Томпсон стоял ко мне вполоборота, продолжая разглядывать гостиную. Остановился возле большого комода у стены.
– Я не хочу сказать. Я говорю, что я её видел в последний раз в день похорон Кевина.
Томпсон отвернулся и, слегка склонив голову, беззвучно зашевелил губами, видимо, читая корешки книг, стоявших на полке.
– Интересуешься классикой, Дарк?
– Представь себе, даже буквы знаю.
– Вот как?
– Выучился, читая ориентировки на себя на фонарных столбах. А ты у нас устроился в фонд помощи безграмотным бездомным?

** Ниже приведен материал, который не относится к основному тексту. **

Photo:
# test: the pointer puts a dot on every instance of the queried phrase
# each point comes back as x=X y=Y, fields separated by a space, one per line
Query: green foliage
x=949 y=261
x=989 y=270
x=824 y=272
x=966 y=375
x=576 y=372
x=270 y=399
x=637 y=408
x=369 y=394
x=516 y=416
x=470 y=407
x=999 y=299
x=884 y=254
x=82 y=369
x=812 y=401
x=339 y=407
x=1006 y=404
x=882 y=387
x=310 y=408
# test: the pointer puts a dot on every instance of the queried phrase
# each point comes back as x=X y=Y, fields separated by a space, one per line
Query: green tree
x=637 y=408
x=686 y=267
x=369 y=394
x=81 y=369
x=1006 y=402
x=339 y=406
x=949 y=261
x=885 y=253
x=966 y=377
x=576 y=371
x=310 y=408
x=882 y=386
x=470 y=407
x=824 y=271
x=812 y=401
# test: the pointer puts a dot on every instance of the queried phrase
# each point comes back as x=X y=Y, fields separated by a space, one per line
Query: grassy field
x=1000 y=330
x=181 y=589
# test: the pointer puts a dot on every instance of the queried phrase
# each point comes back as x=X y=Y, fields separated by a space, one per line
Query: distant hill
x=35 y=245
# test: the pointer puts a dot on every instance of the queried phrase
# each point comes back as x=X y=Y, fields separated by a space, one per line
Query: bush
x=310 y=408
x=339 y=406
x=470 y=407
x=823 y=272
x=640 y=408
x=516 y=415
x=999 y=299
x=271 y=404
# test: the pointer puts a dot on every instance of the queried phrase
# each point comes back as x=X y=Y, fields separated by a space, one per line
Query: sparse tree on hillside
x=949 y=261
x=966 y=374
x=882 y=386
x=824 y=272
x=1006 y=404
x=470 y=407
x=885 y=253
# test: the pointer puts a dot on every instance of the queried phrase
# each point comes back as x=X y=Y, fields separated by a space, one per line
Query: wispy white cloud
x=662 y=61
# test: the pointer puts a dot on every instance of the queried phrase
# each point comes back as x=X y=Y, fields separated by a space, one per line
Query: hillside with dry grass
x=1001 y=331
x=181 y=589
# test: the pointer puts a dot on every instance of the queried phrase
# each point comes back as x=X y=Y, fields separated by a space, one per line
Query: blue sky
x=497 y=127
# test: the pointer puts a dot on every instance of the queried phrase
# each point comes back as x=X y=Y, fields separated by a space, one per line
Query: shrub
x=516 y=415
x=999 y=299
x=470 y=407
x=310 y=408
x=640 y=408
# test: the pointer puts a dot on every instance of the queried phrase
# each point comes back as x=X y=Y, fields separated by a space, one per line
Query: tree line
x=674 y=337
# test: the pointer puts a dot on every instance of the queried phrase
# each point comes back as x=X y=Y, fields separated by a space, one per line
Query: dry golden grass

– Ну, судя по всему, – он обвёл рукой комнату, – не такой уж ты и бездомный. Родственничек помог приобрести жильё? Или со своих бродяг дань собрал?
– Значит, я не угадал. Ты в налоговой теперь, Томпсон?
Он резко развернулся на пятках ко мне и, скривившись, раздражённо бросил:
– Не паясничай, Дарк. Я знаю, что вы с Евой встречались после похорон. В твоих же интересах не лгать.
– Я не лгу, – пожал плечами, рассматривая угрюмое загорелое лицо копа, – я, действительно, не видел Еву с того самого дня.
– Очень странно, – сказал язвительно, скорее, даже пренебрежительно, и я шагнул ему навстречу, испытывая желание заставить его проглотить язык за этот тон, – вы ведь в последнее время постоянно были вместе.
Мы навсегда теперь будем вместе, но тебе, тварь, об этом ещё слишком рано знать.
– И за кем из нас ты следишь, Томпсон?
– Я выполняю свою работу, – сложил руки на груди, – только и всего.
– А разве твоя работа не безопасность? Или просто любовь к подглядыванию?
Резко шагнул в мою сторону, у самого ноздри раздуваются в гневе, но при этом взгляд…я не могу определить, какой у него взгляд. Отклониться от его ладони, едва не схватившей меня за воротник рубашки, но продолжать смотреть в его лицо, стараясь понять, что именно смущает меня в его реакции.
– Ты охренел, придурок? Ты кем себя возомнил, делая подобные намёки?
– А ты кем себя возомнил, – подавшись вперёд, чтобы самому притянуть идиота к себе за воротник пальто, – что решил, будто я буду обсуждать с тобой её?
– Я? – Томпсон расхохотался, и я зашипел, чувствуя, что ещё немного и разукрашу наглую рожу этого идиота синяками, – я следователь, и я могу задавать тебе любые вопросы и о чём угодно, и ты, сукин сын, обязан мне ответить правду, иначе я упрячу тебя за решётку.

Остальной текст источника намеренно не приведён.